Things Kan Only Get Better for Toni Kan at 50 – Oris Aigbokhaevbolo

I did the rather easy math hours ago and realised I had jumped into a bus to attend Toni Kan’s birthday celebration a decade ago.

Man, see me see old age.

I had first met the man in the pages of Hints magazine, which is now one of those things about which you can only say, “If you know, you know.” If you don’t know, imagine a sex-soaked print magazine that retained some measure of literary respectability.

It wasn’t a lot but it was there.

You came to it for the sex but stayed back because the magazine’s writers knew how to put together accessible sentences. And so it was that my mother, a heavy consumer of magazines, stocked copies. I showed up and began to read them all.

At the point I first encountered it, the magazine had its best line-up. At least to my mind. There was David Njoku, Sunny Okim (?), some pseudonymous satyr writing about his escapades in Lagos, Bimbo, and Toni Kan, who used to end his columns with the line “things kan only get better”.

He was quite fixated with his nose, which he frequently derided as big. I think Helon Habila later joined the magazine. Some of these guys stopped writing; the others are some of the recognisable names if you care about Nigerian writing like I do. TK and Habila are possibly the most successful of the lot. It is a big shame that no book was written about that magazine and other magazines from what now seems like Nigeria’s soft-sell epoch.

By the time I got into university in the early 2000s, the magazine was no longer as remarkable as I once thought it was. I had started to consume writing and literature of a different sort. But as the they say, you never forget your first time.

In any case, like me, TK had moved on from Hints. Towards the end of my time at the University of Benin, I heard a group of writers were coming to the city for a reading. I got my writing-obsessed friend David, who was studying Philosophy to come along. The Nigerian education system being as terrible as it is, the authors couldn’t read at the university. What a shame. We had to go into town, to a spot used as a club at nights to see these authors read from their books! (If you are reading this and contemplating what to do with your ward about to finish high school, try your best and send them overseas — or maybe one of our better private schools.)

I bought TK’s collection of short stories; David bought A. Igoni Barrett’s. TK’s book would become an important part of our relationship. I wrote a review, which TK published as he had become editor of the literary pages in The Sun newspaper on Sunday. I have written about this before in the American publication Catapult. Here is a link.

We met in Abuja a while after. I was grateful for the attention of a writer I had read since secondary school in Lokoja. He was super generous at the table that night. From that moment, we became some type of friends. There were other writers of my age I met on the pages he edited, some of whom became friends, too, with TK. A kinda community was being built around those pages and when I came to Lagos I met some of them.

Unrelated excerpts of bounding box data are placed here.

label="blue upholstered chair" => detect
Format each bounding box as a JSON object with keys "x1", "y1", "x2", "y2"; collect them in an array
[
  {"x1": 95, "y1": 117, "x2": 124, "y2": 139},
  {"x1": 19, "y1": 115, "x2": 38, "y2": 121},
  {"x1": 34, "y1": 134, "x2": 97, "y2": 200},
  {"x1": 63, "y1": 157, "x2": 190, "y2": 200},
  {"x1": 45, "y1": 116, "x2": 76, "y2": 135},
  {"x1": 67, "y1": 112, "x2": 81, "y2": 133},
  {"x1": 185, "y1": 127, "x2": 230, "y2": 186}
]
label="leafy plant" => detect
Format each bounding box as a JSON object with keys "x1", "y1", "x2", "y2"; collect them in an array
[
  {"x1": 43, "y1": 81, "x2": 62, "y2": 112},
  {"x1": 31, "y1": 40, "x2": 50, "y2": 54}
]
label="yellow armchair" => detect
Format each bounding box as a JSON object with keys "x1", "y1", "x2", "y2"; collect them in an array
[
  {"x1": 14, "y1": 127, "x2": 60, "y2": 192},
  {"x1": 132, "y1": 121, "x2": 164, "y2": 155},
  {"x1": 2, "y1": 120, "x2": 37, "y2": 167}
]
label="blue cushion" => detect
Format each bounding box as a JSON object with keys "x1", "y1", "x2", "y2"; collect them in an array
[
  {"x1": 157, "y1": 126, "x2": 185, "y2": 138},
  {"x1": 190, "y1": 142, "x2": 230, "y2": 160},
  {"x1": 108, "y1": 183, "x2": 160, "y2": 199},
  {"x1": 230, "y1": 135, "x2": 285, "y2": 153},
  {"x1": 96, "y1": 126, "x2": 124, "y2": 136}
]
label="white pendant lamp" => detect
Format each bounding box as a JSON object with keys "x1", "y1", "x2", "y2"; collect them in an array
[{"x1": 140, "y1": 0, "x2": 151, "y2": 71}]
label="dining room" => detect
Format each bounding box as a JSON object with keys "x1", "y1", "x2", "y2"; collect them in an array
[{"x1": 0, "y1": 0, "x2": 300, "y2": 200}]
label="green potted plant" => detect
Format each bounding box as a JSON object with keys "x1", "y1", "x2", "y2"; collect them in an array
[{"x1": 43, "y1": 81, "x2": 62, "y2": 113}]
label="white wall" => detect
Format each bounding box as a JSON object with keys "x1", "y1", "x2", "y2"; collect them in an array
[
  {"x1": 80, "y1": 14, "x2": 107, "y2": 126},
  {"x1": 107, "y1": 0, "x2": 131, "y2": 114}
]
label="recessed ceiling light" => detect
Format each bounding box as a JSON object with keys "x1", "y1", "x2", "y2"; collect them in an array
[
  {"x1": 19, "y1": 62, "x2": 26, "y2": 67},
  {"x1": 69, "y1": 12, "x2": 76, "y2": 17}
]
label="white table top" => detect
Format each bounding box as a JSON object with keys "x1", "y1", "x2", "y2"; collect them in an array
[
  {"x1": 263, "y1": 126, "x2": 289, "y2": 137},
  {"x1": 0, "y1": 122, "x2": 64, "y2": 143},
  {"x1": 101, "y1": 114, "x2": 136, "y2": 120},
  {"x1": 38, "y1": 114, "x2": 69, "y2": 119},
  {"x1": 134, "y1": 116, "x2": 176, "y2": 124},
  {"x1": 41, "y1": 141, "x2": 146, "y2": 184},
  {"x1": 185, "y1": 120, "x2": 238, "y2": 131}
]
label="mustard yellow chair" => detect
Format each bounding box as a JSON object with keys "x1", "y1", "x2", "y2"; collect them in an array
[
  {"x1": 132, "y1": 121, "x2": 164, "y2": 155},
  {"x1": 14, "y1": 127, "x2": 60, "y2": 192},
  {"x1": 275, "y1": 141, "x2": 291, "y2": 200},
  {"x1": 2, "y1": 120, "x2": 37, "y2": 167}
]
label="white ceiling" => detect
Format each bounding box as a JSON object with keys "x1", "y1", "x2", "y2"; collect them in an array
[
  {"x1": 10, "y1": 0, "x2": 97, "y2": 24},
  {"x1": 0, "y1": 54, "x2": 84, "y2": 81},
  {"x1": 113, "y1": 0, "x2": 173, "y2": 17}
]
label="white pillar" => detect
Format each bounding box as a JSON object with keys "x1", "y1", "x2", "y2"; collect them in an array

Being young, one measured his talent against the others. I was deep in my Hemingway phase and as you know, Papa was competitive. I am sure others weighed my skill on the page. I did the same and found that the more popular writers of my generation were a lot more friendly than talented. Some others had talent but not a lot of personality. I have no idea what they thought of my own ability. What we all had in common was our youth and some kind of relationship with TK, who, for his part, had become some kind of a mogul of words.

I know he is called the Mayor of Lagos, a title which Dami Ajayi has tried to claim as having invented, but Mogul of Words sounds more specific.

The man has probably written for any big man (or woman) you can think about. He figured out the path to riches for a Nigerian writer early and has never looked back. This is a public request that he shares some of his connections…

Over the years, TK and I have had misunderstandings, heavy ones. I have been confounded by the nature of some of our issues, most of which, I think, are the result of two people with different ways of looking at the world and, in my case, being young and stubborn.

I have tried to offer apologies. Sometimes, though, it seems the birds have flown.

But let’s return to the purpose of this piece: it’s his 50th. I would like to mock him with “old man” chants but as you may have guessed, since that bus ride to his 40th birthday, I, too, have become 10 years older. Damn. I shall make my way to his place sometime today. He is no longer as sprightly as he once was, so maybe we won’t dance.

I am certain we can drink, though. I have now known him for about a decade and he is now 50. No be beans. We’ll double the drinks.

Happy birthday, Oga TK. You said it best in your youth: Things Kan Only Get Better!